Khomeini höchst selbst hat damals den Expertenrat ignoriert, bzw überstimmt! Montazeri wurde vom Rat als Nachfolger Khomeinis nach dessen Tod bestimmt. Khomeini wollte das am Ende nicht mehr und hat diese Entscheidung kurz vor seinem Tod einfach revidiert. Laut Verfassung der IRI hatte er aber garnicht das Recht dazu. Dieses obliegt einzig und alleine dem Expertenrat. Khomeini war den Iranern damals (und noch heute) so heilig, dass er praktisch alles nach Belieben umgehen und regeln konnte. Das durfte er laut Verfassung aber nicht! Stattdessen hat er, (!!!)übrigens mit tatkräftiger Unterstützung Rafsanjanis(!!!), Khamanei zu seinem Nachfolger bestimmt. Das war eine eklatante Verletzung der Verfassung der IRI. Der Expertenrat wurde hier ausgehebelt.
Rafsanjani hatte nun zuletzt den Vorsitz über dieses derzeit 86 köpfige Gremium. Die Stimme Rafsanjanis zählt bei Abstimmungen einfach. Der Vorsitzende leitet die Diskussion und durch die Ordnungspunkte. Er ist der Moderator und Sprecher dieses Gremiums. Mehr nicht! Rafsanjani wurde über dies nicht abgesägt, sondern hat selbst seinen Rücktritt erklärt. Die Hintergründe sind im Augenblick nicht klar. Möglicherweise hat Khamanei ihm gesteckt, dass er gar nicht daran denkt ihn als seinen Nachfolger zu empfehlen. Aber das ist Spekulation. Deine Interpretation, Samun, eines schleichenden Machtverlusts "der Revolutionsgremien" die sich durch den Rücktritt Rafsanjanis nun deutlich macht, ist insofern eine gravierende Fehleinschätzung.
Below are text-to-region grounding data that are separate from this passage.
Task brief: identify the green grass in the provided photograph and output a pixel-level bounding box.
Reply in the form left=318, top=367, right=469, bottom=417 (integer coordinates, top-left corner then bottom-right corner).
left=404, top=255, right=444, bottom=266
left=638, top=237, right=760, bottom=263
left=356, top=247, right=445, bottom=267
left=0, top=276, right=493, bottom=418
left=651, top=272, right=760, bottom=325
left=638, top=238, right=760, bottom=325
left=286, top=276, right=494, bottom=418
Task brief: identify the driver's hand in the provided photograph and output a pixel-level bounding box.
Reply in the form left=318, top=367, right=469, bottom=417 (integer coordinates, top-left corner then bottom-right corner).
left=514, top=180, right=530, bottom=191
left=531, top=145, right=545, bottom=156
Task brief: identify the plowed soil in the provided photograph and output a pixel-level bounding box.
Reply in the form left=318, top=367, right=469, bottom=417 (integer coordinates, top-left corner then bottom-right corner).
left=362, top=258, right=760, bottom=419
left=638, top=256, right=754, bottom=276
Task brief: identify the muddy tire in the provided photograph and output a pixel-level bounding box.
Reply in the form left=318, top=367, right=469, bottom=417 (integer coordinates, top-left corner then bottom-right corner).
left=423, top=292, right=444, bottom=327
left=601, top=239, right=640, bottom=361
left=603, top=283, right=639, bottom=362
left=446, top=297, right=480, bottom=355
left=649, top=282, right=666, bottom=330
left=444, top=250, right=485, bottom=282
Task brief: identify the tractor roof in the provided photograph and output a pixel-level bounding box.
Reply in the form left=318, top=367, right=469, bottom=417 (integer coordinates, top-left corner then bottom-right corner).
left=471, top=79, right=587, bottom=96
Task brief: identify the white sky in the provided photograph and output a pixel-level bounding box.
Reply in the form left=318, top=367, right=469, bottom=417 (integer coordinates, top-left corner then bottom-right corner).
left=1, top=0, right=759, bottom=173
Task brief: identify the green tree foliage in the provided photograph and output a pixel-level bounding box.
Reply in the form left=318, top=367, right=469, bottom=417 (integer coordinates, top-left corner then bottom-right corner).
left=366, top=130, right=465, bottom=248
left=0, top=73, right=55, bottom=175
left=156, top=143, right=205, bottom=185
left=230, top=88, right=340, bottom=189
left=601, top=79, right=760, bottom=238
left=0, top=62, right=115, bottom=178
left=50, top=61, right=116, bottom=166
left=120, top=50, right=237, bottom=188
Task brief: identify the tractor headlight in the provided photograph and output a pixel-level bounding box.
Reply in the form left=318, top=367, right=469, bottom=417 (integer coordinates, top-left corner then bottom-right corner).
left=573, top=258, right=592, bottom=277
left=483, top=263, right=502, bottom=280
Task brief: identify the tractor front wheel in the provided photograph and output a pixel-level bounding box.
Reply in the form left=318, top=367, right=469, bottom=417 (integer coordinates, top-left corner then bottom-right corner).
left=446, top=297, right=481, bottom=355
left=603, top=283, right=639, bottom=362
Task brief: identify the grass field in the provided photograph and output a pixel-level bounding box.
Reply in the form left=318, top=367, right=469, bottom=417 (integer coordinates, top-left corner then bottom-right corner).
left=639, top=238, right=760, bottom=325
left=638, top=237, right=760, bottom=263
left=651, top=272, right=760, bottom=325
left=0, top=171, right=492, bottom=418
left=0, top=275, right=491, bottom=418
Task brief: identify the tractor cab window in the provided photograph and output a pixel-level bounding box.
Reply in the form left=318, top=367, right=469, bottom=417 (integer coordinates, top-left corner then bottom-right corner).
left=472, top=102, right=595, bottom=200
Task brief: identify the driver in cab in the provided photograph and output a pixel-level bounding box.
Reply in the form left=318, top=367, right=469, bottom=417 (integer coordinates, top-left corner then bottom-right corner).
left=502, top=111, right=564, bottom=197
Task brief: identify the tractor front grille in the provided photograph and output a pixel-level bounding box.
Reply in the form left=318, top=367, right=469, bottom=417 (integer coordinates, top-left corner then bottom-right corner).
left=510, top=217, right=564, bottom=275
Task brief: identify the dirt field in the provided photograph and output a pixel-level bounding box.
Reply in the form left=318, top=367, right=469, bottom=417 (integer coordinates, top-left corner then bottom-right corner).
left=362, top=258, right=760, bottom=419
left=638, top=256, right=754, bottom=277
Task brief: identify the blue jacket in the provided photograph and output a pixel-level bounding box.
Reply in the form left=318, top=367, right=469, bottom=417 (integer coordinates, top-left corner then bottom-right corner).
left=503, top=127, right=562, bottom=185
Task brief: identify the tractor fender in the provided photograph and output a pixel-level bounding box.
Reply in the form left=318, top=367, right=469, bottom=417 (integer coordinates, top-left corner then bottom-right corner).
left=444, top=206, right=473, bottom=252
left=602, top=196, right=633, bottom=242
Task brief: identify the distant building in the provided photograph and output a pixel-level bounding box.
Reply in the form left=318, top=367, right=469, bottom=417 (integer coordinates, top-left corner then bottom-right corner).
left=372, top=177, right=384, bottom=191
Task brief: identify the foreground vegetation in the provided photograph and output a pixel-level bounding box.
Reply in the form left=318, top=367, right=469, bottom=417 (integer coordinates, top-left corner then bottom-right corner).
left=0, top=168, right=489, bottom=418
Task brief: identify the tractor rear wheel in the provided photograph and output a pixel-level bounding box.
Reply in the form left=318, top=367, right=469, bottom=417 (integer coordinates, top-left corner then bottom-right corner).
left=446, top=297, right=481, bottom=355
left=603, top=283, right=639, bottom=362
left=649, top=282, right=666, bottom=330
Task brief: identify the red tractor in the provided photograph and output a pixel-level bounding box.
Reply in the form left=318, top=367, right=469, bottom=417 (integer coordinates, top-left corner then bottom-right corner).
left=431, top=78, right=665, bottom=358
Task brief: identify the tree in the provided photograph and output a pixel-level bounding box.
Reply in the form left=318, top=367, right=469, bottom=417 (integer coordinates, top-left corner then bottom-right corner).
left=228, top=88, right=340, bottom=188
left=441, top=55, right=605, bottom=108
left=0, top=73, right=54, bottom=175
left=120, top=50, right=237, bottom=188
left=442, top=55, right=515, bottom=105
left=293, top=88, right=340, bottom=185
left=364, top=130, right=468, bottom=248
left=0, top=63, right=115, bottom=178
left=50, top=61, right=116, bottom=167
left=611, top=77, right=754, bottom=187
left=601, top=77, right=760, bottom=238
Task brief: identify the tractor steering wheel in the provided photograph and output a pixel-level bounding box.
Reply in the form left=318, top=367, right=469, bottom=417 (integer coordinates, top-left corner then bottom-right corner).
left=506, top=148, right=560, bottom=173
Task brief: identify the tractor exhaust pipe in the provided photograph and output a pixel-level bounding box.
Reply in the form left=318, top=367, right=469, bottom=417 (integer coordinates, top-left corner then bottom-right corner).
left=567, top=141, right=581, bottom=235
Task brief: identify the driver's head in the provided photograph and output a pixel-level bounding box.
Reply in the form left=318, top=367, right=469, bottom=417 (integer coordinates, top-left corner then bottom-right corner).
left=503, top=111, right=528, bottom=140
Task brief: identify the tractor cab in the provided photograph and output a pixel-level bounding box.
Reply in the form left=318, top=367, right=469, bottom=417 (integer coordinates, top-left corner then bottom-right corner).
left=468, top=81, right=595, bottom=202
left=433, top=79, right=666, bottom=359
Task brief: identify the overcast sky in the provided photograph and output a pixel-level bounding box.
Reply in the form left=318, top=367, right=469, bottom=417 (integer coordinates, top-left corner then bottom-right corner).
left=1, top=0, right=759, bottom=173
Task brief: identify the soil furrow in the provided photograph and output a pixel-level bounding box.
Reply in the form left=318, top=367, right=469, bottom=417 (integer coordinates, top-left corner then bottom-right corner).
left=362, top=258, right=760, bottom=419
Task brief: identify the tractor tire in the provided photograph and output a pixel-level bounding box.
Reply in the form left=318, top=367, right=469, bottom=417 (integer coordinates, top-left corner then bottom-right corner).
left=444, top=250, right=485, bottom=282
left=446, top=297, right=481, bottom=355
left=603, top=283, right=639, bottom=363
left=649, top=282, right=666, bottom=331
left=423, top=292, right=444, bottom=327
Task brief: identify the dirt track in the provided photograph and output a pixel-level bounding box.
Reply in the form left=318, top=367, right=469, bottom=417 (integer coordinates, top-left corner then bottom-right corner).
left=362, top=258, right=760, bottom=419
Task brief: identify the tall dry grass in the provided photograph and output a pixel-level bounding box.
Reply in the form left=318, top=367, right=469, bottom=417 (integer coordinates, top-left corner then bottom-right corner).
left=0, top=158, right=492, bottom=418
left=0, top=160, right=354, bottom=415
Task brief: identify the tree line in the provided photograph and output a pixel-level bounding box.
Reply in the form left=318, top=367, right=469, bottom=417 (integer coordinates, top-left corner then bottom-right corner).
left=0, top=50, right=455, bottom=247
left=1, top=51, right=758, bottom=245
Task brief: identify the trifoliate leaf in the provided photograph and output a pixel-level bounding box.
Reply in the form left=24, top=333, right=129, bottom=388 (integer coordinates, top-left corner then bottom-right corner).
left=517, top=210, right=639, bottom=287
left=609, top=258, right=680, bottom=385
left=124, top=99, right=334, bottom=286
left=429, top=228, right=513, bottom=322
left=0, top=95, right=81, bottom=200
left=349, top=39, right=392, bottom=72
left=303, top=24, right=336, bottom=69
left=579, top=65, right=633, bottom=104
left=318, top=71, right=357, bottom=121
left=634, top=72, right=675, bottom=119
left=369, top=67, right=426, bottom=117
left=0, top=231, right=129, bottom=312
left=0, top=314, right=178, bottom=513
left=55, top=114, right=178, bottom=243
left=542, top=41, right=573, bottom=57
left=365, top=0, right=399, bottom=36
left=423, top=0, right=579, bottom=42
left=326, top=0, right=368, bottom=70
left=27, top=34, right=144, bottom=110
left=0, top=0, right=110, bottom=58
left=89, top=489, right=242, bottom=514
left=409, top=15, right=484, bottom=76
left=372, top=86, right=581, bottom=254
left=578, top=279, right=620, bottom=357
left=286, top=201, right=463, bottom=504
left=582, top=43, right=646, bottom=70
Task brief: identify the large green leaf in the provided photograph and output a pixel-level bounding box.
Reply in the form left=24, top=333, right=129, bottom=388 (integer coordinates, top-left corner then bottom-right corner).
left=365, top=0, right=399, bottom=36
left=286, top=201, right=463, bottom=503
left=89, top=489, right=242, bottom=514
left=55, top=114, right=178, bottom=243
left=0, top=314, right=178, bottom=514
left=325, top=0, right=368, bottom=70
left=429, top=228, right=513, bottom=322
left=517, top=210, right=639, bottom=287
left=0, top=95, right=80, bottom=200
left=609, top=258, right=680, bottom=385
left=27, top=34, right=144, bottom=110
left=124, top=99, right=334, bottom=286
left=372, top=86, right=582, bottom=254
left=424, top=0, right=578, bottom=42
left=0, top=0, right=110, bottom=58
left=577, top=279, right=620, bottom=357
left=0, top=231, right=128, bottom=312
Dieses Gremium konnte keine Macht mehr verlieren. Gegenüber der übermächtigen Gestalt Khomeinis hat er nie eine Chance. Diesem Gremium wurde vom "Revolutionsgranden" schlechthin, Khomeini, seine Macht 1989 entzogen. Die Pasdaran haben damit überhaupt nichts zu tun. Insofern ist Deine Aussage auch so falsch, wie sie nur sein kann.
Ich finde es amüsant, wie pauschal jedes Mitglied der Regierung welches mal vermeintlich an Macht bzw. einen prominenten Posten verliert, sofort im Westen zum Helden stilisiert wird. Der "Grüne" Khatami war zwei Legislaturperioden Präsident und in dieser Zeit "Feind", seine Moschee in Hamburg wird seit je her vom Verfassungsschutz beobachtet während er heute zugleich in amerikanische Universitäten und zu Menschrechtsveranstaltungen eingeladen wird. Der konservative Rafsanjani war ebenfalls zwei Legislaturperioden Präsident und in dieser Zeit "Feind", während er heute unterverhofft zur "liberalen Kraft" ernannt wird. Ahmadinejad ist heute der Feind, während die Feinde von damals nun die Helden von heute sind.